# Partition a graph into 2 connected subgraphs

I'm stumped on a sub problem that I'm working on for my thesis. I need to be able to partition a graph into 2 connected subgraphs of almost equal size. So if there are $m$ vertices in $G$, subgraphs $G_{1}$ and $G_{2}$ should have

$$|V_{1}| + |V_{2}| = |V|$$ $$(|V_{1}| - |V|/2)^{2} \leq \epsilon^{2}, (|V_{2}| - |V|/2)^{2} \leq \epsilon^{2}$$

and $V_{1}$ and $V_{2}$ should be disjoint.

Anyone know a quick way to compute if this exists and what the partition should be? I know that partitioning in general is NP-hard but I didn't know if it was for this special case.

• Found the answer, it's NP-complete :( Here's a link to a paper researchgate.net/publication/… – zaloo Jan 29 '14 at 5:43
• Could you explain how your question is related to the reference you give? – Igor Shinkar Jan 29 '14 at 7:07
• I thought I linked the pdf file. The paper has a proof for the NP-completeness of partitioning graphs into 2 connected sub graphs – zaloo Jan 29 '14 at 7:14
• In the reference you give there two subgraphs must contain some specified sets of vertices, and there is no requirement that the partition is balanced. I don't see how your question reduces to this. – Igor Shinkar Jan 29 '14 at 7:26
• Okay, maybe i linked the wrong paper, but here's another. It's in the abstract – zaloo Jan 29 '14 at 7:33

The problem you asked is the unweighted version of the Balance Connected 2-Partition ($BCP_2$).

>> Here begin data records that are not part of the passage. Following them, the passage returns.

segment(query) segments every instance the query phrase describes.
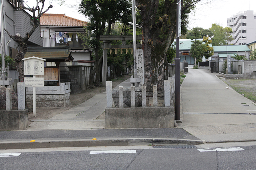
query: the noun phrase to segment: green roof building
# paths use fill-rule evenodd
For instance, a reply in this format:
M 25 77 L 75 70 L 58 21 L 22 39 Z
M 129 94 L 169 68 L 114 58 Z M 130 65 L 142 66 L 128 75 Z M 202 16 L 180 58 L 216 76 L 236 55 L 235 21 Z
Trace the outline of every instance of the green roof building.
M 211 60 L 224 61 L 227 58 L 228 55 L 231 55 L 231 57 L 235 55 L 246 56 L 249 59 L 251 50 L 246 45 L 228 45 L 213 46 L 214 54 L 211 57 Z M 231 58 L 231 60 L 234 60 Z

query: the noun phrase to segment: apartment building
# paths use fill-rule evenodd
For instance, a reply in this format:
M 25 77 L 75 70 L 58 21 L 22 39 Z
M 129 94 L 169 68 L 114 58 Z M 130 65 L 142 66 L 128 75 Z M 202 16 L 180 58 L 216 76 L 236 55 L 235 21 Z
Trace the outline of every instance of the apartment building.
M 256 13 L 253 11 L 240 11 L 228 18 L 228 27 L 233 31 L 230 44 L 245 45 L 256 40 Z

For unweighted case, any 2-connected graph can be partitioned into two connected subgraphs whose numbers of vertices differ by at most one. A simple algorithm uses st-numbering. For any 2-connected graph, we can label the vertices by $[1...n]$ such that any vertex has simultaneously a neighbor with smaller label and a neighbor with larger label. Let $V_1=\{1...n/2\}$ and $V_2=V-V_1$. It can be easily shown that both $V_1$ and $V_2$ induce connected subgraphs.

However, when there are cut vertices, the problem is NP-hard because it is equivalent to the weighted $BCP_2$. The transformation is as follows. Let $v$ be a cut vertex and $H$ be the maximum connected component in $G-v$. We shrink all components other than $H$ into $v$ and the weight of $v$ is given by the weight of the vertices combined in $v$. Repeat this process and we can obtain a weighted 2-connected graph.

It can be easily realized that there exists a graph such that the minimum part contains only $n/3$ vertices in any 2-partition.

For $BCP_2$, the currently best approximation algorithm is due to Chlebikova (I hope that it is not out of date):

Approximating the maximally balanced connected partition problem in graphs, Information Processing Letters, 60:225--230, 1996. The approximation ratio is 4/3. For some special graphs, there are better results. For example, FPTAS for interval graphs and 5/4-approximation for grid graphs (further improved to 7/6).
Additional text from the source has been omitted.